Hi and thanks in advance, new to python and pandas.
I have a df column
df['name']
, this large data consists of product names all with different lengths,letters, numbers, punctuation and spacing. This makes each name a unique value this makes it hard to find variants of some of the products.I then split the column values by spacing.
df['name'].str.split(" ",expand = True)
I Found some code in this Question but I dont know how to apply it to iterate and compare through a list as its using variables and 2 list and I just have one list. How can I compare two lists in python and return matches?
Not the most efficient one, but by far the most obvious way to do it is:
a = [1, 2, 3, 4, 5]
b = [9, 8, 7, 6, 5]
set(a) & set(b)
{5}
if order is significant you can do it with list comprehensions like this:
[i for i, j in zip(a, b) if i == j]
[5]
- What im trying to achieve is:
data set
1.star t-shirt-large-red
2.star t-shirt-large-blue
3.star t-shirt-small-red
4.beautiful rainbow skirt small
5.long maxwell logan jeans- light blue -32L-28W
6.long maxwell logan jeans- Dark blue -32L-28W
-compare all items in the list against each other and find the longest string match. Example: products:1,2,3 have matching partial strings
result
COL1 COL2 COL3 COL4
1[star t-shirt] [large] [red] NONE
2[star t-shirt] [large] [blue] NONE
3[star t-shirt] [small] [red] NONE
4[beautiful rainbow skirt small] NONE NONE NONE
5[long maxwell logan jeans] [light blue] [32L] [28W]

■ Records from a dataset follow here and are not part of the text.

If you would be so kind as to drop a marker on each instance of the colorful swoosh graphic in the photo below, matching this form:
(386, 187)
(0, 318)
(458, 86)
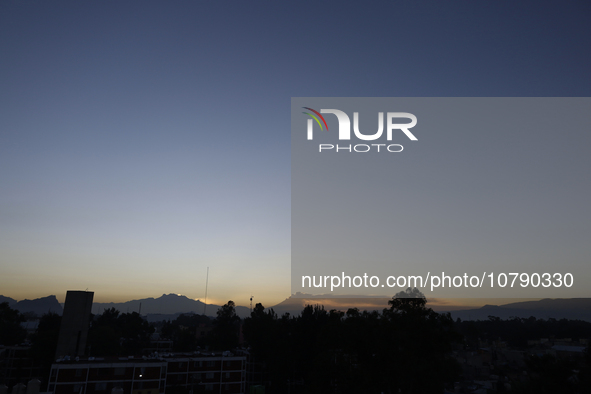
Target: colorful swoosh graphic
(315, 118)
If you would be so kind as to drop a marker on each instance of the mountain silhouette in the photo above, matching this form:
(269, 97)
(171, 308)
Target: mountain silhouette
(166, 304)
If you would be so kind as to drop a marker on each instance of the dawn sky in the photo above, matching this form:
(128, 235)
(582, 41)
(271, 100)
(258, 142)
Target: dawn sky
(142, 142)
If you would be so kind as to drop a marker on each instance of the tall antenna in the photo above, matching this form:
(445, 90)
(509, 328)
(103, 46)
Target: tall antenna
(206, 282)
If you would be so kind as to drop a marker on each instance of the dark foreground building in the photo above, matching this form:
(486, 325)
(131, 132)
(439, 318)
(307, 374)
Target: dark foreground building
(196, 373)
(75, 323)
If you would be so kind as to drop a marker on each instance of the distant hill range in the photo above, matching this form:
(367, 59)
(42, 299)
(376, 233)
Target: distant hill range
(170, 306)
(39, 306)
(572, 309)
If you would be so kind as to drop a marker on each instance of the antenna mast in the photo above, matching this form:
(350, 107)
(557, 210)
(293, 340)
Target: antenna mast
(206, 282)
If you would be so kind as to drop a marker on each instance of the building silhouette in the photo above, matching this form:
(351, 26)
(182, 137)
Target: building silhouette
(75, 323)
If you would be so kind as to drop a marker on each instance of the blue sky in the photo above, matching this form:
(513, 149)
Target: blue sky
(141, 142)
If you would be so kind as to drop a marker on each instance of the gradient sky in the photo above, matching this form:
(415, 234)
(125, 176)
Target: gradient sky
(142, 142)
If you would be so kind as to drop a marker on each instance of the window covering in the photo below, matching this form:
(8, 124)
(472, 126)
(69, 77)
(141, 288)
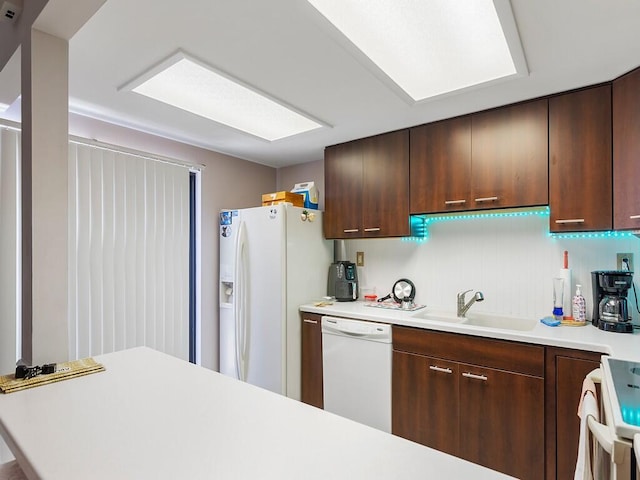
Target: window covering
(129, 253)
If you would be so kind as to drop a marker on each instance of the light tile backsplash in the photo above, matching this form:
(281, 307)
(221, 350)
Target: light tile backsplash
(512, 260)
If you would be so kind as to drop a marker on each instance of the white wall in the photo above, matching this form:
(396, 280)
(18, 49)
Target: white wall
(512, 260)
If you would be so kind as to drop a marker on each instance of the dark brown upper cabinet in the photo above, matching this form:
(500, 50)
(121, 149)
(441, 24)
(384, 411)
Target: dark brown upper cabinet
(509, 156)
(580, 165)
(441, 166)
(492, 159)
(367, 187)
(626, 151)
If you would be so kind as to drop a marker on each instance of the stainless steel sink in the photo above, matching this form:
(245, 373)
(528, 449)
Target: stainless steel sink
(479, 320)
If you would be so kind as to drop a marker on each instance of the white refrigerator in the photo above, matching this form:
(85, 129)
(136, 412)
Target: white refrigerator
(272, 260)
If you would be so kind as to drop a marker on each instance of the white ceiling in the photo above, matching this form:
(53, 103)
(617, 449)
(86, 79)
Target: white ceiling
(286, 49)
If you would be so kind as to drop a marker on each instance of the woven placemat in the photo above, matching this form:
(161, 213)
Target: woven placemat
(64, 371)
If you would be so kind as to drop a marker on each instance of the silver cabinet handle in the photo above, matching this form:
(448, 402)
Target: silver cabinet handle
(571, 220)
(486, 199)
(435, 368)
(474, 376)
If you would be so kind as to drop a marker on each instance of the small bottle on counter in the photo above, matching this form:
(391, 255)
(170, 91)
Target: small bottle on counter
(579, 306)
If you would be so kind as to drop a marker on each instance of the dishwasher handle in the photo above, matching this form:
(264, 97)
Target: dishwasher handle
(360, 329)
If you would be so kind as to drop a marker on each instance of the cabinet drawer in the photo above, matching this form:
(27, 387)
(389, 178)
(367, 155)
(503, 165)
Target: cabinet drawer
(499, 354)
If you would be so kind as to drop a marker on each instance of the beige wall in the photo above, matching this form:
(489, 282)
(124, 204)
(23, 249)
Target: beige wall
(287, 177)
(227, 182)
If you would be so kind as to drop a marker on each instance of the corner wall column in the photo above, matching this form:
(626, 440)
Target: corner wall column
(45, 139)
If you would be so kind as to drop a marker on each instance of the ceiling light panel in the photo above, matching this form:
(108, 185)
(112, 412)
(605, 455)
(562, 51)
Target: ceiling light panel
(197, 88)
(428, 48)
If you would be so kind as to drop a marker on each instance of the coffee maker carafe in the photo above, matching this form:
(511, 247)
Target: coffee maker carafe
(610, 309)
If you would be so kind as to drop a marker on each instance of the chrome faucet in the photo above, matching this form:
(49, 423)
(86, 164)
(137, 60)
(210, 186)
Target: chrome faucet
(463, 308)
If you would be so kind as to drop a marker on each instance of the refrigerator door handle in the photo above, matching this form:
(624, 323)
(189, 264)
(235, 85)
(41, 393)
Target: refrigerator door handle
(241, 310)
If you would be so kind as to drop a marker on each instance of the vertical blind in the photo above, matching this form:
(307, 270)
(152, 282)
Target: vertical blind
(129, 253)
(10, 300)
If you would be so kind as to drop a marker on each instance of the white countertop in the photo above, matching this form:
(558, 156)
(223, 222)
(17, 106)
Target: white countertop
(151, 416)
(621, 345)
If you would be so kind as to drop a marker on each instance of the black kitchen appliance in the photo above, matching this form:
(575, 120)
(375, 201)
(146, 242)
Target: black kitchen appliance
(342, 281)
(610, 308)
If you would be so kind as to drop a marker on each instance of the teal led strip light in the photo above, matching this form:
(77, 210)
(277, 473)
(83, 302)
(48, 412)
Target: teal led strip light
(607, 234)
(543, 211)
(419, 223)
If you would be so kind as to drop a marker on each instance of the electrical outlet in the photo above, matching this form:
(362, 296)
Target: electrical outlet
(621, 264)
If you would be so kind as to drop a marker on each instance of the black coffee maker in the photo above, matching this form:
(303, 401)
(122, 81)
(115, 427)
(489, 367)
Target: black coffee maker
(342, 281)
(610, 309)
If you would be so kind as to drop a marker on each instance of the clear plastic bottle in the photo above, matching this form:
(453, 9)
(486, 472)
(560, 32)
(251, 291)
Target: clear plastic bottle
(579, 306)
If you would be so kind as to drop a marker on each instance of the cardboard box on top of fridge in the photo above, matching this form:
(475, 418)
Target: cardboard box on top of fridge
(282, 197)
(310, 192)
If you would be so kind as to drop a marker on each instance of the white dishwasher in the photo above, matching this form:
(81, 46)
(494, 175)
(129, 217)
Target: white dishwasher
(356, 362)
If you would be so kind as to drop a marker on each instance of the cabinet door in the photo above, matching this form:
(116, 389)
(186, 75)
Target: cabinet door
(502, 421)
(626, 151)
(509, 156)
(565, 372)
(580, 166)
(385, 192)
(425, 401)
(311, 381)
(440, 166)
(343, 191)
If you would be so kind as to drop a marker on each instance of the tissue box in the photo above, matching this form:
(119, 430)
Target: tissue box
(310, 192)
(282, 197)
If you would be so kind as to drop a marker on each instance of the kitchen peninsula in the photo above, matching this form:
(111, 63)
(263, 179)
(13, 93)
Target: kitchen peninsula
(152, 416)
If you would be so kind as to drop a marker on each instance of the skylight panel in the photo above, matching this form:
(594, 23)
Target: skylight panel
(197, 88)
(429, 48)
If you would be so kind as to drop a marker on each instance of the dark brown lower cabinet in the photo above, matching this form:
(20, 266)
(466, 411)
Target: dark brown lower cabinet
(311, 374)
(565, 371)
(491, 414)
(425, 392)
(501, 421)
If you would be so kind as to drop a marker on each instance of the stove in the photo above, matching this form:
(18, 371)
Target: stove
(622, 381)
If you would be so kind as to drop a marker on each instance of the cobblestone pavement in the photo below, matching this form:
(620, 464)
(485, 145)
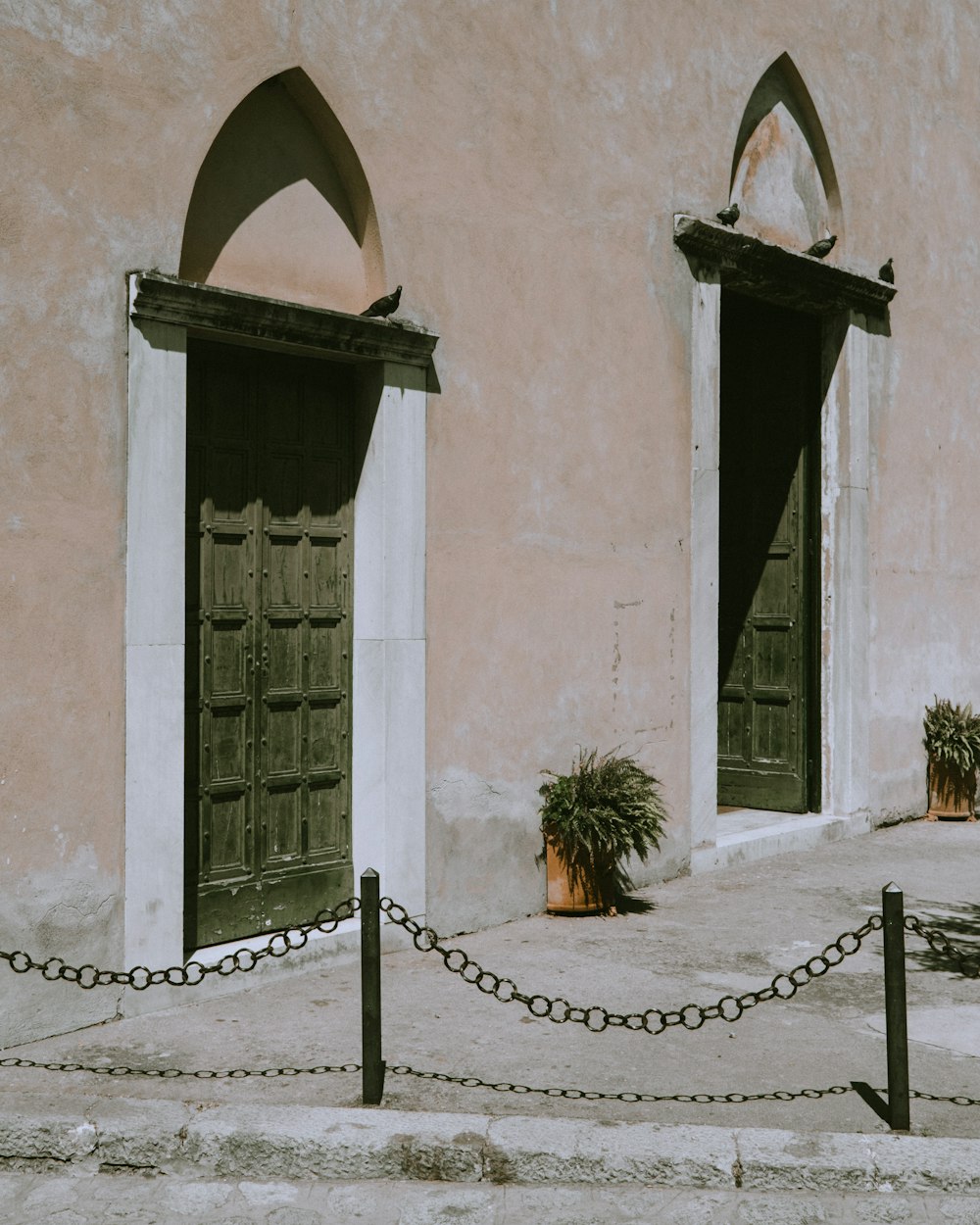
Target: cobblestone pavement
(161, 1200)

6[long maxwell logan jeans] [Dark blue] [32L] [28W]
Can anyone point me in the right direction in how to achieve my end result. I researched about modules like fuzzywuzzy and diffilab but don't know how to apply it also regex but im not sure how I would achieve string matching in a list with so many different formats? Please when responding can you explain it step by step so I can understand what your doing and why. Just for learning purposes Thank you in advance again.